Système d’Échange de quotas d’émission de l’UE (EU ETS/SEQE) : comment les différents rapports en discussion au Parlement européens affecteront le marché du carbone en UE ?
L’UE est en train de revisiter son système d’échange de quotas d’émission (SEQE), un des outils clés pour atteindre ses objectifs de réduction de 55% des émissions de CO2 d’ici 2030 et la neutralité carbone en 2050.
Climact a déjà publié un outil de simulation qui permet d’évaluer l’impact d’un certain nombre de propositions clés sur l’offre et la demande globales, l’évolution de l’excédent, les mises aux enchères et les allocations gratuites des quotas d’émission. Ce modèle a été mis à jour pour :
- Prendre en compte les différents amendements de la proposition de la Commission (en particulier ceux proposés par le rapporteur Pieter Liese et le rapporteur Mohamed Chahim) ;
- Fournir des résultats détaillés sur la mise aux enchères et les allocations gratuites des quotas au niveau des États membres.
Ce modèle mis à jour est disponible en libre accès ci-dessous.
Contexte
En juillet 2021, la Commission européenne a entamé la révision du SEQE pour l’aligner sur l’objectif de réduction de -55% d’ici 2030. Plus tôt cette année, Climact a publié un rapport qui évalue l’impact de cette proposition sur un certain nombre de paramètres clés tels que l’équilibre global entre l’offre et la demande. Le modèle qui a été utilisé pour l’analyse a également été rendu public. Le rapport et le modèle ont été publiés ici (https://climact.com/en/is-the-eu-ets-proposal-fit-for-55/).
Des discussions sont en cours, aussi bien au niveau du Conseil que du Parlement européen, sur la révision proposée. Deux rapports clés sur les amendements sont actuellement débattus au sein du Parlement qui impacteront le fonctionnement du marché du carbone :
- En janvier 2022, Pieter Liese (EPP) – le rapporteur sur la révision du SEQE – a publié un projet de rapport contenant plusieurs amendements à la proposition de la Commission ;
- Quelques semaines plus tôt, Mohammed Chahim (S&D) – le rapporteur d’une proposition législative connexe sur le mécanisme d’ajustement du carbone aux frontières (MACF) – a aussi publié un projet de rapport, avec des amendements qui affecteront également certains aspects du SEQE.
Ces rapports seront discutés et votés au sein de leurs Commissions parlementaires respectives dans les semaines et mois à venir, ce qui constituera une étape clé dans le processus de décision.
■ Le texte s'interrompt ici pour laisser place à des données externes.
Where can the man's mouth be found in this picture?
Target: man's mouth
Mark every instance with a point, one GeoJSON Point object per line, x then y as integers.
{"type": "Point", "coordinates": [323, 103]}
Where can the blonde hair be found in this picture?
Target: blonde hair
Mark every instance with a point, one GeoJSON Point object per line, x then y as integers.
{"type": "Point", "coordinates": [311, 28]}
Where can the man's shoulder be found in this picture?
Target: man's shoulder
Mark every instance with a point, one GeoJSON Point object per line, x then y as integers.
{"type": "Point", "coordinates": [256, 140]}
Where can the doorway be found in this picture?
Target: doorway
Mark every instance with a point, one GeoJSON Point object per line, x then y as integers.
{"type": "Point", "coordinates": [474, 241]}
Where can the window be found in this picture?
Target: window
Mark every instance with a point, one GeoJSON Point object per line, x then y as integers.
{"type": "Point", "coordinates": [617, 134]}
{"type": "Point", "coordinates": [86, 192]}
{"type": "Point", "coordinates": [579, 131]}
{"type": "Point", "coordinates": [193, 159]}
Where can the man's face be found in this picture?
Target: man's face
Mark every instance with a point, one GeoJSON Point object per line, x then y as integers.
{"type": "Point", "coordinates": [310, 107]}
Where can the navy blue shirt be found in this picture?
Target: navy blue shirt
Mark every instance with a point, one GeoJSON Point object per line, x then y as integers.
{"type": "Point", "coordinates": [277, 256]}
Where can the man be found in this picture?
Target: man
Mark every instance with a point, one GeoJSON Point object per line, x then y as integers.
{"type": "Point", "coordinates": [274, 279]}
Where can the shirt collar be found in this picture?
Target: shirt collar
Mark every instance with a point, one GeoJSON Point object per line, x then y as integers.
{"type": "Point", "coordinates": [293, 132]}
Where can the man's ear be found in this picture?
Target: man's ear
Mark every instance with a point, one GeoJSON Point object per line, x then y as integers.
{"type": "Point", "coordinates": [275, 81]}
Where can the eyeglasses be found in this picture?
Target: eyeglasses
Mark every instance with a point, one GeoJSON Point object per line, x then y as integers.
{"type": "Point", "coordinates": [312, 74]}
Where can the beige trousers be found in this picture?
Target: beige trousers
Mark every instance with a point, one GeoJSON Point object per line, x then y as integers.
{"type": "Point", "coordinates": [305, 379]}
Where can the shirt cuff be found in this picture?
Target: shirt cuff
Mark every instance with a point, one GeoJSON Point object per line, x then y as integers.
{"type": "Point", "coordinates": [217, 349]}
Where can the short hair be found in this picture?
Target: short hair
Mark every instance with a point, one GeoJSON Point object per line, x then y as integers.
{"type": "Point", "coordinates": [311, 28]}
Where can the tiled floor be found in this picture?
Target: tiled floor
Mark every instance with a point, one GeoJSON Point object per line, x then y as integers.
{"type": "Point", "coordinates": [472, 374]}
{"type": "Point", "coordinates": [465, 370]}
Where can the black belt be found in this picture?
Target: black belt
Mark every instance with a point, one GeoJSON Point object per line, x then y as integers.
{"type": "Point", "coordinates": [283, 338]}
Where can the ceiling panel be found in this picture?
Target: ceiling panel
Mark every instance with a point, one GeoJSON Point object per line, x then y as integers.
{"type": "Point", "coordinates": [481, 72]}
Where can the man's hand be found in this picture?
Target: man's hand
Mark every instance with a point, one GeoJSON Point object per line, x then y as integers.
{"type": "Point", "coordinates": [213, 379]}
Afin de continuer à soutenir et à alimenter le débat, Climact a mis à jour son précédent modèle du SEQE, notamment pour prendre en compte les différents changements proposés tant par le rapporteur Liese que par le rapporteur Chahim.
Mise à jour du modèle
La version mise à jour est disponible ici
Les changements importants comparés à la version de janvier 2022 sont :
- Le modèle inclut maintenant 4 scénarios prédéfinis : la proposition de la Commission européenne, le rapport Liese, le rapport Chahim, et un quatrième scénario avec une suppression progressive plus ambitieuse des allocations gratuites. Ce dernier scénario a été développé à la demande, et sur base des contributions, de Carbon Market Watch.
- Le modèle produit désormais des résultats sur les mises aux enchères et les allocations gratuites attendues des quotas d’émissions au niveau des États membres.
- Les chiffres des émissions ont été mis à jour sur base des dernières émissions vérifiées (pour 2021), telles que déclarées au 31 mars 2022.
Conclusion 1 – Aucun des scénarios ne modifierait de manière significative l’offre globale de quotas dans le cadre du SEQE, mais il y aurait des changements importants dans la structure de l’offre.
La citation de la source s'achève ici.